Handguns were used in 83 percent of the homicides in the county this year. County police are still analyzing how many were illegal gun possessions and whether any of the guns involved in these cases were registered to the alleged shooters is still under investigation.
The increasing homicides in the county – a 17 percent increase from this time last year – many of which began over trivial conflicts, have led Ivey to seek a one-year minimum sentence for all first-time illegal gun possessions, even if the defendant was not involved in any other criminal activity.
The maximum penalty under Maryland law for illegal possession of a firearm is three years in prison. Statewide, first-time offenders traditionally receive 30 to 60 days in jail or probation for illegal gun possession.

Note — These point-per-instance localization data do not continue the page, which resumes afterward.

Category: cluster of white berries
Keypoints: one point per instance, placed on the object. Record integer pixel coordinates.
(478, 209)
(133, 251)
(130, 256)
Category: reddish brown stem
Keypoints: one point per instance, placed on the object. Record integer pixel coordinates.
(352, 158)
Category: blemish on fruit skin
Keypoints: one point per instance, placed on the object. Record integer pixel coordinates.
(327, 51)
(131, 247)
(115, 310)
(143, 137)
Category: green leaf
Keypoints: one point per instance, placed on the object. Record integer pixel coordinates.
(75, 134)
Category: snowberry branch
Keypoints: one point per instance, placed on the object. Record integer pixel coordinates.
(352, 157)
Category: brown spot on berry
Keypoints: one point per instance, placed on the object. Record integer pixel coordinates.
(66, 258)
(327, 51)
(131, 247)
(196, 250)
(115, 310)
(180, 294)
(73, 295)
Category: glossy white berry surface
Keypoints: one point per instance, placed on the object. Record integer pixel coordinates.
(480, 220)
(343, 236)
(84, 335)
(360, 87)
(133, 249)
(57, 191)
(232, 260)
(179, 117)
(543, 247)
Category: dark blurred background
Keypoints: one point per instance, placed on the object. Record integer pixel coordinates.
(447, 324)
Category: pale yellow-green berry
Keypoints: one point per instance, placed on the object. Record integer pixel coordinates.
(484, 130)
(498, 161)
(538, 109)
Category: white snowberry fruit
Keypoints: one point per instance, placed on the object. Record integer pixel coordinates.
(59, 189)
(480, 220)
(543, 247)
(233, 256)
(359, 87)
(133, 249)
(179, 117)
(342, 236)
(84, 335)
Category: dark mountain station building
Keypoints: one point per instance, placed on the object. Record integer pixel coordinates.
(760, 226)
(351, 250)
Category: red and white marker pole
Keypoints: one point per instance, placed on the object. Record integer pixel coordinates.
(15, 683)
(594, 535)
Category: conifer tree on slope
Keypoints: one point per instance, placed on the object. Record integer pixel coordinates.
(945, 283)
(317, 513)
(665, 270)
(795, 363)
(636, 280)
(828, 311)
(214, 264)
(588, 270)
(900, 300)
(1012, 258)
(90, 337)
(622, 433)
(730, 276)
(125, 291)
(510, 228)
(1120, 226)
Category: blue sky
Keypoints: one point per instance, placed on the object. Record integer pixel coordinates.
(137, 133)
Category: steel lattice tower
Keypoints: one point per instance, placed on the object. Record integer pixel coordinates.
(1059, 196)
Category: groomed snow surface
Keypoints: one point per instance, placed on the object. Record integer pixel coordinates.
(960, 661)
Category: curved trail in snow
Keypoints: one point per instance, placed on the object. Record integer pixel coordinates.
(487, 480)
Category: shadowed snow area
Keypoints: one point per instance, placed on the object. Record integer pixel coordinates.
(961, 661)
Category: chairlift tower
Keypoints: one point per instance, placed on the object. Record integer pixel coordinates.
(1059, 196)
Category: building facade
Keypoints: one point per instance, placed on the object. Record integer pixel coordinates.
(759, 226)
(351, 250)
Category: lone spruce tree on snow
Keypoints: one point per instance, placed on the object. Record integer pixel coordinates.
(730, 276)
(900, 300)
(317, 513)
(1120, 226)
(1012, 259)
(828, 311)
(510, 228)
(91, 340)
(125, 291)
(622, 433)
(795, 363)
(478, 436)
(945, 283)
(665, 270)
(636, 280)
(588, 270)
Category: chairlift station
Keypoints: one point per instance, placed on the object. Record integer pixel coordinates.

‘‘Even within the context of the [sentencing] guidelines, the sentences were relatively low,“ Ivey said.
Ivey admits the mandate is not likely to stop career criminals but said those carrying a firearm to impress peers might think twice if someone they know is sent to jail for a year.
‘‘[The tougher sentencing] would not have worked if the judges hadn’t thought it was reasonable and acceptable,” he said.
County prosecutors are passing repeat offender cases on to federal court where the penalties are greater.
The stronger sentencing is raising questions with incarceration policy groups.
‘‘We’re all aware of what’s going on in Prince George’ County this year ... . The unintended consequences of the decision to prosecute everyone for a year is that it could flood the courts and jail with people that do not necessarily need to be there,” said Jason Ziedenberg, executive director and co-founder of the Justice Policy Institute, a prison-reform think tank based in the District.
At the Prince George’s County jail in Upper Marlboro, minimum-security occupants — those sentenced to 18 months or less in county courts — are the largest population. The entire jail population averaged at 1,306 last week.
‘‘At 1,500, we would be pretty crowded,“ said Vicki Duncan, public information officer for the Prince George’s County Department of Corrections.
Even if the illegal gun prosecutions cause the jail to swell beyond capacity, Duncan said there are always creative sentencing options to consider. Alternatives include pretrial release and electronic monitoring with ankle bracelets for detainees awaiting court sentencing.
‘‘You could get that kind of sentence, but then that sentence can be served on home detention,” Duncan said.
The department of corrections and judges would decide how the sentence is served.
Department of Corrections Director Barry L. Stanton is planning to meet with county and state officials soon to discuss available options if the jail population goes up significantly, Duncan said.
Social structures could also be strained by casting a wider net.
‘‘Guns are so pervasive in our society that this could be netting a whole bunch of people who really don’t bear that much threat to the community,” Ziedenberg said. ‘‘That’s going to have an impact on the county’s ability to deal with the people they are most concerned about.”
But with the county jail space well under capacity, officials' concerns about space are low.
‘‘As far as I know we haven’t had that scenario,” Ivey said.